No hay que tocar un instrumento musical o saber cantar para hacer parte de Reggae Roots. Muchos de sus integrantes actualmente colaboran de manera indirecta, para que la banda cada día sea más estructurada y fuerte. Todos se consideran hermanos y hay un especial cuidado y atención por aquellos que han estado en reformatorios. Estos, debido a la experiencia y a ciertos temores que han desarrollado por la sociedad, no participan de muchas de las actividades, ni de las presentaciones en el escenario, pero de igual manera y como pueden, tratan de involucrarse, ya sea con la elaboración de las manillas o de los sanduches.
Sacar a relucir los talentos de los jóvenes entre los 15 y 22 años, es el objetivo de la banda, . Poder hacer una crítica constructiva desde las diferentes perspectivas de los jóvenes que habitan las comunas, es a lo que apuntan las canciones.
De los 18 que son, unos terminan el bachillerato, otros comienzan técnicas o pregrados, todos muy relacionados con la música, todos felizmente entusiasmados con lo que viene para ellos.

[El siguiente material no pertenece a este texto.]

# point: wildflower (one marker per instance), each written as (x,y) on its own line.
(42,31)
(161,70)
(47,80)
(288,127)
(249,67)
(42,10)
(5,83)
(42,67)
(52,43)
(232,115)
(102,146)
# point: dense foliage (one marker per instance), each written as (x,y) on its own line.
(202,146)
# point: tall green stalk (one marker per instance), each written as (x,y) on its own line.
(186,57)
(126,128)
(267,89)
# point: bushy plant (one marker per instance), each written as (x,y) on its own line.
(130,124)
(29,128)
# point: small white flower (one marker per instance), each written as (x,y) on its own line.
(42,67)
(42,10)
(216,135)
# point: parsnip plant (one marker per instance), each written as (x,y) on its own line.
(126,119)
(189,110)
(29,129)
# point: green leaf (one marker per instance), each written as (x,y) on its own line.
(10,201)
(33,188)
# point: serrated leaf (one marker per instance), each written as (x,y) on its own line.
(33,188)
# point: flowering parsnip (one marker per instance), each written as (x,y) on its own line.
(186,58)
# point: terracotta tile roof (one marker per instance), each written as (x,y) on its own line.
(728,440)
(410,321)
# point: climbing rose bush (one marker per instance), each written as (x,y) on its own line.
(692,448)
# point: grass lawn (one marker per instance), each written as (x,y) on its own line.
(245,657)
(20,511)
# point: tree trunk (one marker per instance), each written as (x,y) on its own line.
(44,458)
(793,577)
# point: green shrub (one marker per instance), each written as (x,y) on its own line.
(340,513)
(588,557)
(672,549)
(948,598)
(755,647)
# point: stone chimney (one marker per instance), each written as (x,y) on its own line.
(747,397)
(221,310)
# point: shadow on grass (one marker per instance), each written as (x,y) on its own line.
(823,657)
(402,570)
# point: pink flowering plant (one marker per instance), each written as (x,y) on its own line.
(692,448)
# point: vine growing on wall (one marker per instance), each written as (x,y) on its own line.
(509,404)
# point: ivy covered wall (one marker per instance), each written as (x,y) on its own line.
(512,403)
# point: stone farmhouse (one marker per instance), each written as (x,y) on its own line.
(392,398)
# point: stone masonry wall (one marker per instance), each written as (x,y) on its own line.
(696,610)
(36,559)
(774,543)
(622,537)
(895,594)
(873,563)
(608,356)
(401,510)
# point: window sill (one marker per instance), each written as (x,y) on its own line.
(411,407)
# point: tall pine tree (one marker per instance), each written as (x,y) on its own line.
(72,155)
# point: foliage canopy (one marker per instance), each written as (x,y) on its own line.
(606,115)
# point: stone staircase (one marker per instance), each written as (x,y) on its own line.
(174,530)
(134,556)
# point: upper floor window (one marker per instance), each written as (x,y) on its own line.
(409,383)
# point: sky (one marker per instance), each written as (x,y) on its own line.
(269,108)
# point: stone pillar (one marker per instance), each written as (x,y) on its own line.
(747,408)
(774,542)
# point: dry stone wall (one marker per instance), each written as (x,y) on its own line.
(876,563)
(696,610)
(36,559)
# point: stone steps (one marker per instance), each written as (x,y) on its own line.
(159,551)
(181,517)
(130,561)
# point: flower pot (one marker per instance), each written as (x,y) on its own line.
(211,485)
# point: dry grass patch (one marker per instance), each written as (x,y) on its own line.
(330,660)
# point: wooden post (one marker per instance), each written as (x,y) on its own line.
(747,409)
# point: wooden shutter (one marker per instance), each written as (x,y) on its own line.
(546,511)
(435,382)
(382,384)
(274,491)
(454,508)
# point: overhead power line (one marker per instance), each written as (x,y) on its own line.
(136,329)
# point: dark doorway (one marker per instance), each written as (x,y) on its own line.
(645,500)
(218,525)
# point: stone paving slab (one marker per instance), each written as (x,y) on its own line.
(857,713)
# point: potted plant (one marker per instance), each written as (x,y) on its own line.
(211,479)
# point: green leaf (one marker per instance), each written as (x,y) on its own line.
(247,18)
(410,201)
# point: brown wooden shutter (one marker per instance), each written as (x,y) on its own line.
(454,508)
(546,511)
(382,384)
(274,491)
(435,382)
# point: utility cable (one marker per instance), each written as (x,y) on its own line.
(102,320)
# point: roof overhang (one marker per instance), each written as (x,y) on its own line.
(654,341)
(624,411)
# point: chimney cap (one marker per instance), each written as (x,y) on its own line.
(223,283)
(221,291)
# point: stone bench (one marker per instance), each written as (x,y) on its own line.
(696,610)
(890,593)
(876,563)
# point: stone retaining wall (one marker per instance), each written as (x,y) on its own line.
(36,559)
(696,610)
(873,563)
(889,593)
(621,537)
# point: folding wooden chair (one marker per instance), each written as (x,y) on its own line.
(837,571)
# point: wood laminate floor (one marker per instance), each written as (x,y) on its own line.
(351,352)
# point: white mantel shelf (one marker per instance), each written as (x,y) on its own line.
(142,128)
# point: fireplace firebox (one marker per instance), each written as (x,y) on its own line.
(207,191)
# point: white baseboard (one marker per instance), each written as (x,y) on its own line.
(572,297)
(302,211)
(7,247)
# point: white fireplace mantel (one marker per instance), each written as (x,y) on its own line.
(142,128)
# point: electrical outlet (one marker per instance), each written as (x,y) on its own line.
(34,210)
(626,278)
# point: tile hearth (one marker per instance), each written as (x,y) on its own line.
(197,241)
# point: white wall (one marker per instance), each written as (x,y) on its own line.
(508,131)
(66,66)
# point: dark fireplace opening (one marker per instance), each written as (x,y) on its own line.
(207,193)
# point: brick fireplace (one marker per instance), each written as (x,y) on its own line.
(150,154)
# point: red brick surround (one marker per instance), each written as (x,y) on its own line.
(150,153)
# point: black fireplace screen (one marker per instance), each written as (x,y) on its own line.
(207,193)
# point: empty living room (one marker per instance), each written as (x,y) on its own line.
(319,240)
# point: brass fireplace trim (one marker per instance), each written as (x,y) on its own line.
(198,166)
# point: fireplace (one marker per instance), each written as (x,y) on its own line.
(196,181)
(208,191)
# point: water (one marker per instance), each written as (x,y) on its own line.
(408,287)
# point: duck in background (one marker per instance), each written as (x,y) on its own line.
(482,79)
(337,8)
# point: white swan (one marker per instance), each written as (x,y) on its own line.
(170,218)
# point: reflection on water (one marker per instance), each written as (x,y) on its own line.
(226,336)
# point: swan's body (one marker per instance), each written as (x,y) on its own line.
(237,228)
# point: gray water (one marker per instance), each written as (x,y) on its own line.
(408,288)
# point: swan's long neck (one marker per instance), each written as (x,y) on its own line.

El lado femenino no se ha dejado a aparte para la banda. Yuliana, de 16 años, está encargada del clarinete, Marilyn de 15 años lo toca también y para finalizar, esta Alejandra encargada de la flauta. Ellas, las tres, están presente desde que se inició la banda, han hecho parte del proceso y tienen las mismas expectativas que los chicos, quienes entusiasmados con ellas, quieren que con la presencia femenina sobresalgan las voces melodiosas que ellas puedan ofrecer a las canciones.
Peter mantiene agujas de croché, no solo para hacer manillas o tejer el pelo del que se deje. Ellos caminan por las calles de su barrio, lo hacen tranquilos y sin deberle nada a nadie. Todos saben que con la idea que tienen van tejiendo nuevos caminos con destino hacia la tranquilidad y el futuro.